Adam has become the default optimizer for most deep learning tasks. The default hyperparameters (β₁ = 0.9, β₂ = 0.999, ε = 10⁻⁸) work well across a remarkably wide range of problems. When in doubt, use Adam.

The Loss Landscape

Understanding gradient descent also means understanding what it's navigating. The loss landscape of a neural network is incredibly complex — a surface in potentially millions of dimensions, full of valleys, ridges, saddle points, and plateaus.

A common fear is getting stuck in local minima: valleys that aren't the lowest point overall. Interestingly, research has shown this is less of a problem than once thought. In high-dimensional spaces, most critical points are saddle points (like a horse's saddle — going up in some directions, down in others) rather than true local minima. SGD's stochasticity helps escape these.

The bigger practical concern is often flat regions where gradients are tiny. Training can stall for thousands of iterations before finding a direction that leads down. Momentum and Adam help here by maintaining velocity through flat regions.

Loss
  │
  │    ╱╲
  │   ╱  ╲      Local
  │  ╱    ╲     Minimum
  │ ╱      ╲      ↓
  │╱   ○    ╲────────╲
  │    ↑              ╲    Global
  │  Saddle            ╲   Minimum
  │  Point              ╲    ↓
  │                      ╲──○
  └──────────────────────────────→ Parameters

Practical Considerations

Gradient descent is elegant in theory but requires care in practice. The gradient assumes small steps — take too large a step and the linear approximation breaks down. Exploding gradients can send parameters to infinity; gradient clipping caps the maximum gradient magnitude to prevent this.

Vanishing gradients are the opposite problem: in deep networks, gradients can shrink exponentially as they backpropagate, leaving early layers unable to learn. Careful initialisation, normalisation techniques like batch norm, and architectures with skip connections all help mitigate this.

Regularisation adds terms to the loss that penalise large weights, preventing overfitting. This changes the loss landscape, typically making it smoother and easier to optimise.

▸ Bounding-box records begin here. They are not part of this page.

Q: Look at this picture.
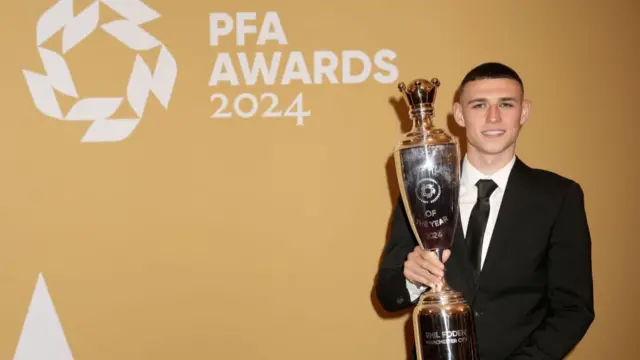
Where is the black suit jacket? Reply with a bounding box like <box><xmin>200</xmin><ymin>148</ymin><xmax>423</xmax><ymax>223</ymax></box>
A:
<box><xmin>376</xmin><ymin>158</ymin><xmax>594</xmax><ymax>360</ymax></box>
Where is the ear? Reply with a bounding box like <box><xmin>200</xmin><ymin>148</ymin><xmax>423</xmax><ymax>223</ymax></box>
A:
<box><xmin>520</xmin><ymin>99</ymin><xmax>531</xmax><ymax>125</ymax></box>
<box><xmin>453</xmin><ymin>102</ymin><xmax>464</xmax><ymax>127</ymax></box>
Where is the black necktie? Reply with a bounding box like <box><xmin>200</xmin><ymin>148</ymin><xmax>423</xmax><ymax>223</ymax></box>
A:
<box><xmin>466</xmin><ymin>180</ymin><xmax>498</xmax><ymax>280</ymax></box>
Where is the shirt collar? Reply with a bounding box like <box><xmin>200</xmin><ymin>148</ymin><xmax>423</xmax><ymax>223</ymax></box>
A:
<box><xmin>461</xmin><ymin>155</ymin><xmax>516</xmax><ymax>190</ymax></box>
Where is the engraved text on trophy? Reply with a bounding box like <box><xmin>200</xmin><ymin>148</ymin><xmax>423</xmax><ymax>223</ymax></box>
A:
<box><xmin>400</xmin><ymin>144</ymin><xmax>458</xmax><ymax>249</ymax></box>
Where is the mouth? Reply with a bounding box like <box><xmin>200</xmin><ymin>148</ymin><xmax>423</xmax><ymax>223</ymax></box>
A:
<box><xmin>482</xmin><ymin>130</ymin><xmax>505</xmax><ymax>136</ymax></box>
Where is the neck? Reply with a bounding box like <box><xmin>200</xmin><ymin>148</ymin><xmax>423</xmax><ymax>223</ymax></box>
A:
<box><xmin>467</xmin><ymin>146</ymin><xmax>515</xmax><ymax>175</ymax></box>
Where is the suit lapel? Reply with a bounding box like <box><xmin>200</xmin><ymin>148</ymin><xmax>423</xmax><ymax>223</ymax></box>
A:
<box><xmin>472</xmin><ymin>158</ymin><xmax>528</xmax><ymax>302</ymax></box>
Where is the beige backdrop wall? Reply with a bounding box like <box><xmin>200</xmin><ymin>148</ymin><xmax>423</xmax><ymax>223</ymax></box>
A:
<box><xmin>0</xmin><ymin>0</ymin><xmax>640</xmax><ymax>360</ymax></box>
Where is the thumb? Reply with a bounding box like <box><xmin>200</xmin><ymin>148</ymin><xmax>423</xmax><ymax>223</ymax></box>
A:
<box><xmin>442</xmin><ymin>249</ymin><xmax>451</xmax><ymax>263</ymax></box>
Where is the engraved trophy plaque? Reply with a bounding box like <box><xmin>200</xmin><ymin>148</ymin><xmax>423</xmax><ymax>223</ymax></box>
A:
<box><xmin>394</xmin><ymin>78</ymin><xmax>478</xmax><ymax>360</ymax></box>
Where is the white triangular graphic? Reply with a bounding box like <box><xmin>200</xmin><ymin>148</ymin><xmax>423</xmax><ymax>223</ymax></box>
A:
<box><xmin>13</xmin><ymin>273</ymin><xmax>73</xmax><ymax>360</ymax></box>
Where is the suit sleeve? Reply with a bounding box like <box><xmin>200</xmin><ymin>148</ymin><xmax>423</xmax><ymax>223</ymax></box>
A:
<box><xmin>376</xmin><ymin>199</ymin><xmax>417</xmax><ymax>311</ymax></box>
<box><xmin>509</xmin><ymin>183</ymin><xmax>595</xmax><ymax>360</ymax></box>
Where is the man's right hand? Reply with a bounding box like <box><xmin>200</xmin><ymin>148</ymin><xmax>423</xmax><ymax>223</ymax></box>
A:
<box><xmin>404</xmin><ymin>246</ymin><xmax>451</xmax><ymax>288</ymax></box>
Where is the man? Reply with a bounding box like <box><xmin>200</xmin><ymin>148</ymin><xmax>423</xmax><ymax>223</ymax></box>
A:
<box><xmin>376</xmin><ymin>63</ymin><xmax>594</xmax><ymax>360</ymax></box>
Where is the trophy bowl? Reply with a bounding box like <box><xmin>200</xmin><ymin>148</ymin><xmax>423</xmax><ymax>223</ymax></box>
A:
<box><xmin>394</xmin><ymin>78</ymin><xmax>477</xmax><ymax>360</ymax></box>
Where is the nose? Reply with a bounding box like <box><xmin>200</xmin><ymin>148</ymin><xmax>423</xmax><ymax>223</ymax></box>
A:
<box><xmin>487</xmin><ymin>104</ymin><xmax>502</xmax><ymax>123</ymax></box>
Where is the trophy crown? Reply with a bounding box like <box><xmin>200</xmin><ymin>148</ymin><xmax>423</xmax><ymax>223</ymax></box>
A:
<box><xmin>398</xmin><ymin>78</ymin><xmax>440</xmax><ymax>110</ymax></box>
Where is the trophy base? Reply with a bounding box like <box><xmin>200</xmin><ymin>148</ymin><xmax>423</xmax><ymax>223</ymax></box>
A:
<box><xmin>413</xmin><ymin>288</ymin><xmax>478</xmax><ymax>360</ymax></box>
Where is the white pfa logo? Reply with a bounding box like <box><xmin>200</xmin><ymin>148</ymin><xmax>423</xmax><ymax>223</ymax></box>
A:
<box><xmin>23</xmin><ymin>0</ymin><xmax>177</xmax><ymax>142</ymax></box>
<box><xmin>416</xmin><ymin>178</ymin><xmax>440</xmax><ymax>204</ymax></box>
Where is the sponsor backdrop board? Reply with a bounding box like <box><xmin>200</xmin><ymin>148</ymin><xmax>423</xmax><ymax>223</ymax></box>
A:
<box><xmin>0</xmin><ymin>0</ymin><xmax>640</xmax><ymax>360</ymax></box>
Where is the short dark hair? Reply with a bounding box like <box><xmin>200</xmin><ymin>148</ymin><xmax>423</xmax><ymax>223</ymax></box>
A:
<box><xmin>460</xmin><ymin>62</ymin><xmax>524</xmax><ymax>92</ymax></box>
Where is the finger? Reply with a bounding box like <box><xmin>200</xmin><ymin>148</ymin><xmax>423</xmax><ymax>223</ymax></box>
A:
<box><xmin>442</xmin><ymin>249</ymin><xmax>451</xmax><ymax>263</ymax></box>
<box><xmin>405</xmin><ymin>262</ymin><xmax>442</xmax><ymax>286</ymax></box>
<box><xmin>420</xmin><ymin>251</ymin><xmax>444</xmax><ymax>276</ymax></box>
<box><xmin>404</xmin><ymin>268</ymin><xmax>439</xmax><ymax>287</ymax></box>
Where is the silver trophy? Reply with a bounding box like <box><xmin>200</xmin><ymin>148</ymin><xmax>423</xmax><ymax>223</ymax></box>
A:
<box><xmin>394</xmin><ymin>78</ymin><xmax>478</xmax><ymax>360</ymax></box>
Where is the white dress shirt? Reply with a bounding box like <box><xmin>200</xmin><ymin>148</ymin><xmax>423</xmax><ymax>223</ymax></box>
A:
<box><xmin>407</xmin><ymin>156</ymin><xmax>516</xmax><ymax>302</ymax></box>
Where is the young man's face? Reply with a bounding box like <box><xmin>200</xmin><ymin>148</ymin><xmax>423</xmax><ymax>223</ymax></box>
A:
<box><xmin>453</xmin><ymin>79</ymin><xmax>530</xmax><ymax>155</ymax></box>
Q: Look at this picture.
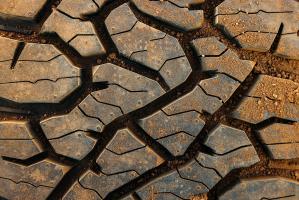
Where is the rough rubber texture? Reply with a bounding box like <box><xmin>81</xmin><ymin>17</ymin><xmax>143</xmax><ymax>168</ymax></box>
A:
<box><xmin>215</xmin><ymin>0</ymin><xmax>299</xmax><ymax>60</ymax></box>
<box><xmin>0</xmin><ymin>0</ymin><xmax>299</xmax><ymax>200</ymax></box>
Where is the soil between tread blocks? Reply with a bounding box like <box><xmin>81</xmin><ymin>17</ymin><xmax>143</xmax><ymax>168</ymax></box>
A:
<box><xmin>0</xmin><ymin>0</ymin><xmax>299</xmax><ymax>200</ymax></box>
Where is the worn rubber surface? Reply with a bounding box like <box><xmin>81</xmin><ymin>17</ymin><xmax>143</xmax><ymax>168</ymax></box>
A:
<box><xmin>0</xmin><ymin>0</ymin><xmax>299</xmax><ymax>200</ymax></box>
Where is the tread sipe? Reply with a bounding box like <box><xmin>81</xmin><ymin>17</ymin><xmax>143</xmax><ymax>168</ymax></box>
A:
<box><xmin>0</xmin><ymin>0</ymin><xmax>299</xmax><ymax>200</ymax></box>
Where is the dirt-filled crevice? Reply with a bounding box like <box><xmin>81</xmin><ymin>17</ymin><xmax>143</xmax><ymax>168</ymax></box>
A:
<box><xmin>0</xmin><ymin>0</ymin><xmax>299</xmax><ymax>200</ymax></box>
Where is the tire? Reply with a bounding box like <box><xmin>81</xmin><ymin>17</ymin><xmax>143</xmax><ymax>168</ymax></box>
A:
<box><xmin>0</xmin><ymin>0</ymin><xmax>299</xmax><ymax>200</ymax></box>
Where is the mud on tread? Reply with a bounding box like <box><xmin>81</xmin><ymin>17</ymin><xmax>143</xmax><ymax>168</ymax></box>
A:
<box><xmin>0</xmin><ymin>0</ymin><xmax>299</xmax><ymax>200</ymax></box>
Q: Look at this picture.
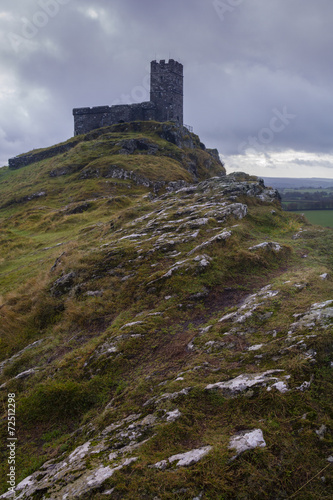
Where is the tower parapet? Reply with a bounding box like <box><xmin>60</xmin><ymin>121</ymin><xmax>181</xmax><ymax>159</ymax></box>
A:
<box><xmin>73</xmin><ymin>59</ymin><xmax>183</xmax><ymax>135</ymax></box>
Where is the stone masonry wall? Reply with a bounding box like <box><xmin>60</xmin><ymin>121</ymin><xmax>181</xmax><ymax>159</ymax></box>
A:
<box><xmin>73</xmin><ymin>59</ymin><xmax>183</xmax><ymax>135</ymax></box>
<box><xmin>73</xmin><ymin>102</ymin><xmax>155</xmax><ymax>135</ymax></box>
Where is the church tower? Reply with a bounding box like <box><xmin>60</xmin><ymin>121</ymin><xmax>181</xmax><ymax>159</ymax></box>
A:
<box><xmin>150</xmin><ymin>59</ymin><xmax>184</xmax><ymax>125</ymax></box>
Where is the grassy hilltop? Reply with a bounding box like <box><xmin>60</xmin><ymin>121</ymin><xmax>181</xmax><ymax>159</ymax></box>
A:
<box><xmin>0</xmin><ymin>122</ymin><xmax>333</xmax><ymax>500</ymax></box>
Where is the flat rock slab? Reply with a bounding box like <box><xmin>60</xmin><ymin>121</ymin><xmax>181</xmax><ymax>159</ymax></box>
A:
<box><xmin>229</xmin><ymin>429</ymin><xmax>266</xmax><ymax>458</ymax></box>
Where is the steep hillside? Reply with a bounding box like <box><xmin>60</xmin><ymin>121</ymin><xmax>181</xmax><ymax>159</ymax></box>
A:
<box><xmin>0</xmin><ymin>123</ymin><xmax>333</xmax><ymax>500</ymax></box>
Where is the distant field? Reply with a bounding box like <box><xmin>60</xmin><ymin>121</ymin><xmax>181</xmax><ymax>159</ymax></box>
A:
<box><xmin>296</xmin><ymin>210</ymin><xmax>333</xmax><ymax>227</ymax></box>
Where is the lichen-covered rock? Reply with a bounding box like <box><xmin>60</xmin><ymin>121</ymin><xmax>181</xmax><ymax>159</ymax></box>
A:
<box><xmin>50</xmin><ymin>271</ymin><xmax>76</xmax><ymax>297</ymax></box>
<box><xmin>229</xmin><ymin>429</ymin><xmax>266</xmax><ymax>458</ymax></box>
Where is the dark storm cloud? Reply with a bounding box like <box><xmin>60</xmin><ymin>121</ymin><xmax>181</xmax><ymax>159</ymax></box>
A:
<box><xmin>0</xmin><ymin>0</ymin><xmax>333</xmax><ymax>176</ymax></box>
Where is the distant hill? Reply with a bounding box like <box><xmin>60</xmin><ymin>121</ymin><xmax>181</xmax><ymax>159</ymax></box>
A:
<box><xmin>0</xmin><ymin>122</ymin><xmax>333</xmax><ymax>500</ymax></box>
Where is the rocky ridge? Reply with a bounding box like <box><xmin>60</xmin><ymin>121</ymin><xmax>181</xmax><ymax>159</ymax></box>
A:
<box><xmin>0</xmin><ymin>132</ymin><xmax>333</xmax><ymax>500</ymax></box>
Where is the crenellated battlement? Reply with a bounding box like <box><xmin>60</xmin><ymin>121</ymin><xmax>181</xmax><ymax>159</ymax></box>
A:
<box><xmin>73</xmin><ymin>59</ymin><xmax>183</xmax><ymax>135</ymax></box>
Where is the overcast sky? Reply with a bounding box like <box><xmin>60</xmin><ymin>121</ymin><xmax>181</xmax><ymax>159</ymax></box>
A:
<box><xmin>0</xmin><ymin>0</ymin><xmax>333</xmax><ymax>178</ymax></box>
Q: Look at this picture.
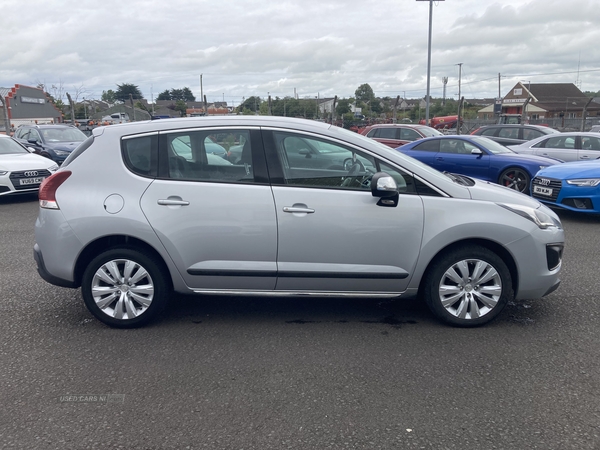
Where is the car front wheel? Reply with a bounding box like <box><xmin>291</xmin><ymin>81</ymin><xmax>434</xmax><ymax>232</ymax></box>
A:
<box><xmin>81</xmin><ymin>249</ymin><xmax>169</xmax><ymax>328</ymax></box>
<box><xmin>423</xmin><ymin>245</ymin><xmax>513</xmax><ymax>327</ymax></box>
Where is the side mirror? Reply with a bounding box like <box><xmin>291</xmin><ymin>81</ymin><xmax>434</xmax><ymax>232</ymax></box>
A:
<box><xmin>371</xmin><ymin>172</ymin><xmax>400</xmax><ymax>207</ymax></box>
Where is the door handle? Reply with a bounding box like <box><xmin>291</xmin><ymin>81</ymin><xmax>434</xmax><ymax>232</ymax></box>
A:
<box><xmin>283</xmin><ymin>206</ymin><xmax>315</xmax><ymax>214</ymax></box>
<box><xmin>158</xmin><ymin>198</ymin><xmax>190</xmax><ymax>206</ymax></box>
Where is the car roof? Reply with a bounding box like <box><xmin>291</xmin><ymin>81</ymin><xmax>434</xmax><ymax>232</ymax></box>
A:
<box><xmin>367</xmin><ymin>123</ymin><xmax>431</xmax><ymax>128</ymax></box>
<box><xmin>479</xmin><ymin>123</ymin><xmax>558</xmax><ymax>131</ymax></box>
<box><xmin>19</xmin><ymin>123</ymin><xmax>76</xmax><ymax>128</ymax></box>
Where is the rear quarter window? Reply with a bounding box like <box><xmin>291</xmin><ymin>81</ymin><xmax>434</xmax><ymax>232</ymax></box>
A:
<box><xmin>62</xmin><ymin>136</ymin><xmax>94</xmax><ymax>167</ymax></box>
<box><xmin>121</xmin><ymin>135</ymin><xmax>158</xmax><ymax>177</ymax></box>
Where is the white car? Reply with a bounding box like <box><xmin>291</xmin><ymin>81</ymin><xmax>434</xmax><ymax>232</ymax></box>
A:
<box><xmin>0</xmin><ymin>134</ymin><xmax>58</xmax><ymax>195</ymax></box>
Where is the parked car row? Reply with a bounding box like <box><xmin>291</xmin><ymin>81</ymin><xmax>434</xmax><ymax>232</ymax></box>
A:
<box><xmin>0</xmin><ymin>134</ymin><xmax>58</xmax><ymax>196</ymax></box>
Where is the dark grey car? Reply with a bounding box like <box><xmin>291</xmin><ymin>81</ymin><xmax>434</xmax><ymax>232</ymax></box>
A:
<box><xmin>34</xmin><ymin>116</ymin><xmax>564</xmax><ymax>327</ymax></box>
<box><xmin>14</xmin><ymin>124</ymin><xmax>87</xmax><ymax>164</ymax></box>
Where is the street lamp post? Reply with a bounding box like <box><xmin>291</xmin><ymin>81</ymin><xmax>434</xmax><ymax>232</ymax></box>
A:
<box><xmin>417</xmin><ymin>0</ymin><xmax>444</xmax><ymax>125</ymax></box>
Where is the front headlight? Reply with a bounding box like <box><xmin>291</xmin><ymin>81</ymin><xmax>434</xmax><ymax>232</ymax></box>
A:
<box><xmin>496</xmin><ymin>203</ymin><xmax>562</xmax><ymax>230</ymax></box>
<box><xmin>566</xmin><ymin>178</ymin><xmax>600</xmax><ymax>187</ymax></box>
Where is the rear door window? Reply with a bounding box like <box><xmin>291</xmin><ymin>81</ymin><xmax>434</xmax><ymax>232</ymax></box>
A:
<box><xmin>160</xmin><ymin>129</ymin><xmax>255</xmax><ymax>183</ymax></box>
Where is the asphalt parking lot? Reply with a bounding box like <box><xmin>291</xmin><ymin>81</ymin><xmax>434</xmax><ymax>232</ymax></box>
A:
<box><xmin>0</xmin><ymin>197</ymin><xmax>600</xmax><ymax>450</ymax></box>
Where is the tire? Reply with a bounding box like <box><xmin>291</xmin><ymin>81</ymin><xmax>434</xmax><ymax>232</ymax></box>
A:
<box><xmin>423</xmin><ymin>245</ymin><xmax>513</xmax><ymax>327</ymax></box>
<box><xmin>498</xmin><ymin>167</ymin><xmax>531</xmax><ymax>194</ymax></box>
<box><xmin>81</xmin><ymin>249</ymin><xmax>170</xmax><ymax>328</ymax></box>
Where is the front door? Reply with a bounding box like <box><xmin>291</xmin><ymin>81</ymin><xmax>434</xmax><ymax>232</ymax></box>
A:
<box><xmin>141</xmin><ymin>130</ymin><xmax>277</xmax><ymax>291</ymax></box>
<box><xmin>265</xmin><ymin>131</ymin><xmax>423</xmax><ymax>293</ymax></box>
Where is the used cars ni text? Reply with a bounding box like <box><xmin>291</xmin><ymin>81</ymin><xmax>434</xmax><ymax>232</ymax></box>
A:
<box><xmin>34</xmin><ymin>116</ymin><xmax>564</xmax><ymax>327</ymax></box>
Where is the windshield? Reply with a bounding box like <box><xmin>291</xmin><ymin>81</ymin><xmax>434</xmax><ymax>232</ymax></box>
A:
<box><xmin>40</xmin><ymin>127</ymin><xmax>87</xmax><ymax>142</ymax></box>
<box><xmin>0</xmin><ymin>138</ymin><xmax>29</xmax><ymax>155</ymax></box>
<box><xmin>471</xmin><ymin>136</ymin><xmax>515</xmax><ymax>155</ymax></box>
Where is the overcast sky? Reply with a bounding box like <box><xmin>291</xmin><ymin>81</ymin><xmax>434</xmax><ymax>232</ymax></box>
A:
<box><xmin>0</xmin><ymin>0</ymin><xmax>600</xmax><ymax>106</ymax></box>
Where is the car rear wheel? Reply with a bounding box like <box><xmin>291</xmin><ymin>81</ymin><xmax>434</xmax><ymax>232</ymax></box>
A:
<box><xmin>498</xmin><ymin>167</ymin><xmax>531</xmax><ymax>193</ymax></box>
<box><xmin>423</xmin><ymin>245</ymin><xmax>513</xmax><ymax>327</ymax></box>
<box><xmin>81</xmin><ymin>249</ymin><xmax>169</xmax><ymax>328</ymax></box>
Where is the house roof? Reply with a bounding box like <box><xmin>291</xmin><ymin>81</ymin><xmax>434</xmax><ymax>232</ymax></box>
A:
<box><xmin>518</xmin><ymin>82</ymin><xmax>600</xmax><ymax>111</ymax></box>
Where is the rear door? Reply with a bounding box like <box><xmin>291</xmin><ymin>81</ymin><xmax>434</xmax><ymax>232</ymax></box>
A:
<box><xmin>579</xmin><ymin>136</ymin><xmax>600</xmax><ymax>161</ymax></box>
<box><xmin>138</xmin><ymin>129</ymin><xmax>277</xmax><ymax>291</ymax></box>
<box><xmin>434</xmin><ymin>139</ymin><xmax>490</xmax><ymax>180</ymax></box>
<box><xmin>532</xmin><ymin>134</ymin><xmax>579</xmax><ymax>161</ymax></box>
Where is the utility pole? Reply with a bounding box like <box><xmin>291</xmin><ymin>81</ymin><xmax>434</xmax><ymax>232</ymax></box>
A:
<box><xmin>457</xmin><ymin>63</ymin><xmax>462</xmax><ymax>122</ymax></box>
<box><xmin>0</xmin><ymin>95</ymin><xmax>10</xmax><ymax>132</ymax></box>
<box><xmin>67</xmin><ymin>92</ymin><xmax>75</xmax><ymax>125</ymax></box>
<box><xmin>392</xmin><ymin>96</ymin><xmax>400</xmax><ymax>123</ymax></box>
<box><xmin>417</xmin><ymin>0</ymin><xmax>444</xmax><ymax>125</ymax></box>
<box><xmin>200</xmin><ymin>74</ymin><xmax>208</xmax><ymax>116</ymax></box>
<box><xmin>442</xmin><ymin>77</ymin><xmax>448</xmax><ymax>106</ymax></box>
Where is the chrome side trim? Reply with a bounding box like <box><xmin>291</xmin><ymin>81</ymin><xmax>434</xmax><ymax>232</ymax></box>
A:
<box><xmin>192</xmin><ymin>289</ymin><xmax>402</xmax><ymax>298</ymax></box>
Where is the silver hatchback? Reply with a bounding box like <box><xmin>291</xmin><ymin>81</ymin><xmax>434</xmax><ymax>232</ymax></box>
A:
<box><xmin>34</xmin><ymin>116</ymin><xmax>564</xmax><ymax>327</ymax></box>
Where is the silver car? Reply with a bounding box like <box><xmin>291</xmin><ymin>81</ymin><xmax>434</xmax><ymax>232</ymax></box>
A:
<box><xmin>509</xmin><ymin>132</ymin><xmax>600</xmax><ymax>161</ymax></box>
<box><xmin>34</xmin><ymin>116</ymin><xmax>564</xmax><ymax>327</ymax></box>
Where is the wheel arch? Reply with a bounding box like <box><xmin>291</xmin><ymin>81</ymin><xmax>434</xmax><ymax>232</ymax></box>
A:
<box><xmin>74</xmin><ymin>235</ymin><xmax>173</xmax><ymax>288</ymax></box>
<box><xmin>419</xmin><ymin>238</ymin><xmax>519</xmax><ymax>296</ymax></box>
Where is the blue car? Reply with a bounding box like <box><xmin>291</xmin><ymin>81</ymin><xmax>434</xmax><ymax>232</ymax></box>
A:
<box><xmin>531</xmin><ymin>159</ymin><xmax>600</xmax><ymax>214</ymax></box>
<box><xmin>396</xmin><ymin>135</ymin><xmax>562</xmax><ymax>193</ymax></box>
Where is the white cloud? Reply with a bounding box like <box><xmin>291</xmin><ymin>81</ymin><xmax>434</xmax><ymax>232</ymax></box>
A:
<box><xmin>0</xmin><ymin>0</ymin><xmax>600</xmax><ymax>103</ymax></box>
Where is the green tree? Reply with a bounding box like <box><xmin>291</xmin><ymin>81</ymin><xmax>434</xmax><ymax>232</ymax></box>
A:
<box><xmin>115</xmin><ymin>83</ymin><xmax>144</xmax><ymax>103</ymax></box>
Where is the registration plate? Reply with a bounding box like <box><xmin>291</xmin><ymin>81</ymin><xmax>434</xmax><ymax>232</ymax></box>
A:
<box><xmin>19</xmin><ymin>177</ymin><xmax>45</xmax><ymax>186</ymax></box>
<box><xmin>533</xmin><ymin>186</ymin><xmax>552</xmax><ymax>196</ymax></box>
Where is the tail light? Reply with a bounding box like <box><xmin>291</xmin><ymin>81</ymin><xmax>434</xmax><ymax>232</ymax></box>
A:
<box><xmin>38</xmin><ymin>170</ymin><xmax>71</xmax><ymax>209</ymax></box>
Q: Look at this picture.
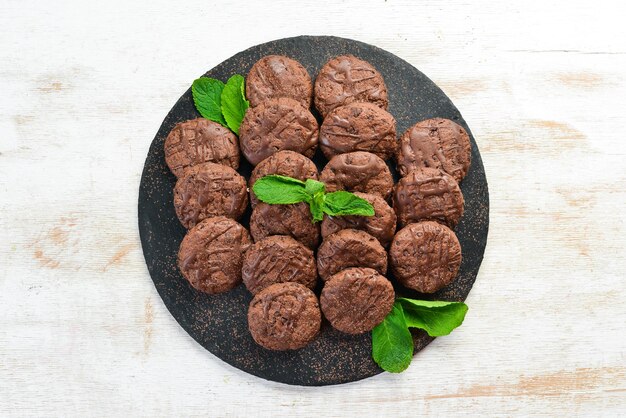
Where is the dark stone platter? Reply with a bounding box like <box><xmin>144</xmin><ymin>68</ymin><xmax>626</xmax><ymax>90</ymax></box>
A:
<box><xmin>139</xmin><ymin>36</ymin><xmax>489</xmax><ymax>386</ymax></box>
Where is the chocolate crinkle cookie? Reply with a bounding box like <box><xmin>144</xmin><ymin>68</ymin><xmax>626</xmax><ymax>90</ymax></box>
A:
<box><xmin>178</xmin><ymin>216</ymin><xmax>252</xmax><ymax>294</ymax></box>
<box><xmin>320</xmin><ymin>102</ymin><xmax>397</xmax><ymax>160</ymax></box>
<box><xmin>248</xmin><ymin>283</ymin><xmax>322</xmax><ymax>350</ymax></box>
<box><xmin>165</xmin><ymin>118</ymin><xmax>240</xmax><ymax>177</ymax></box>
<box><xmin>396</xmin><ymin>118</ymin><xmax>472</xmax><ymax>182</ymax></box>
<box><xmin>248</xmin><ymin>151</ymin><xmax>318</xmax><ymax>207</ymax></box>
<box><xmin>320</xmin><ymin>151</ymin><xmax>393</xmax><ymax>199</ymax></box>
<box><xmin>174</xmin><ymin>163</ymin><xmax>248</xmax><ymax>228</ymax></box>
<box><xmin>314</xmin><ymin>55</ymin><xmax>389</xmax><ymax>117</ymax></box>
<box><xmin>241</xmin><ymin>235</ymin><xmax>317</xmax><ymax>295</ymax></box>
<box><xmin>389</xmin><ymin>221</ymin><xmax>461</xmax><ymax>293</ymax></box>
<box><xmin>393</xmin><ymin>168</ymin><xmax>464</xmax><ymax>228</ymax></box>
<box><xmin>246</xmin><ymin>55</ymin><xmax>313</xmax><ymax>109</ymax></box>
<box><xmin>317</xmin><ymin>229</ymin><xmax>387</xmax><ymax>280</ymax></box>
<box><xmin>250</xmin><ymin>202</ymin><xmax>320</xmax><ymax>249</ymax></box>
<box><xmin>239</xmin><ymin>97</ymin><xmax>319</xmax><ymax>165</ymax></box>
<box><xmin>321</xmin><ymin>192</ymin><xmax>396</xmax><ymax>247</ymax></box>
<box><xmin>320</xmin><ymin>267</ymin><xmax>395</xmax><ymax>334</ymax></box>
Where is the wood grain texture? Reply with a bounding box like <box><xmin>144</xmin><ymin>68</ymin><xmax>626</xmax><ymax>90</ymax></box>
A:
<box><xmin>0</xmin><ymin>0</ymin><xmax>626</xmax><ymax>416</ymax></box>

Gradient descent is beautiful in its simplicity: follow the slope downward, adjust how big your steps are, and eventually you'll find a valley. Yet from this simple principle emerges the capacity to learn almost anything from data.

When you train a neural network, remember that beneath all the abstractions, parameters are simply sliding down a mathematical surface, one tiny step at a time. Millions of numbers, adjusting themselves to predict just a little better than before. That's the engine of machine learning, and understanding it gives you the power to build, debug, and improve it.